I would like to modify or append keras input layer to a pretrained inception model. I know that there is a way to pop and append downstream layers. How about upstream layers?
For example, I would like to add a layer which will take my input image and branch it in 3 channels (I know there are other solutions, but let's try it):
from keras.applications.inception_v3 import InceptionV3
from keras.models import Model
from keras.layers import Dense,
base_model = InceptionV3(weights='imagenet', include_top=False)
img = Input(( None, None, 1))
d0 = Dense(3,kernel_initializer='Ones', use_bias=False)
img3 = d0(img)
It turns I cannot set the input attribute easily like base_model.input = img3
-- it raises an exception.
Update:
I actually need to modify both upstream and downstream layers. Currently I am cropping downstream layers in my network in following way:
n_classes = 1
final_activation = 'sigmoid'
ndense=64
dropout=0.5
base_trainable=False
base_model = InceptionV3(weights='imagenet', include_top=False)
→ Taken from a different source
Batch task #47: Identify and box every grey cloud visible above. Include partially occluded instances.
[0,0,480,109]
img = Input(( None, None, 1))
d0 = Conv2D(3, (1,1), kernel_initializer='Ones', use_bias=False)
img3 = d0(img)
base_model(img3)
# get third Concatenation layer and crop the network on it:
cc=0
poptherest = False
for nn, la in enumerate(base_model.layers):
if type(la) is keras.layers.Concatenate:
if cc==3:
x = la.output
break
cc+=1
base_model.layers = base_model.layers[:nn+1]
#x = [la.output for la in base_model.layers if type(la) is keras.layers.Concatenate][3]
x = GlobalAveragePooling2D()(x)
# let's add a fully-connected layer
x = Dropout(dropout)(x)
x = Dense(ndense, activation='relu')(x)
# and a logistic layer -- let's say we have 200 classes
predictions = Dense(n_classes, activation=final_activation)(x)
# this is the model we will train
model = Model(inputs=img, outputs=predictions)
How do I add the above mentioned modification to my code?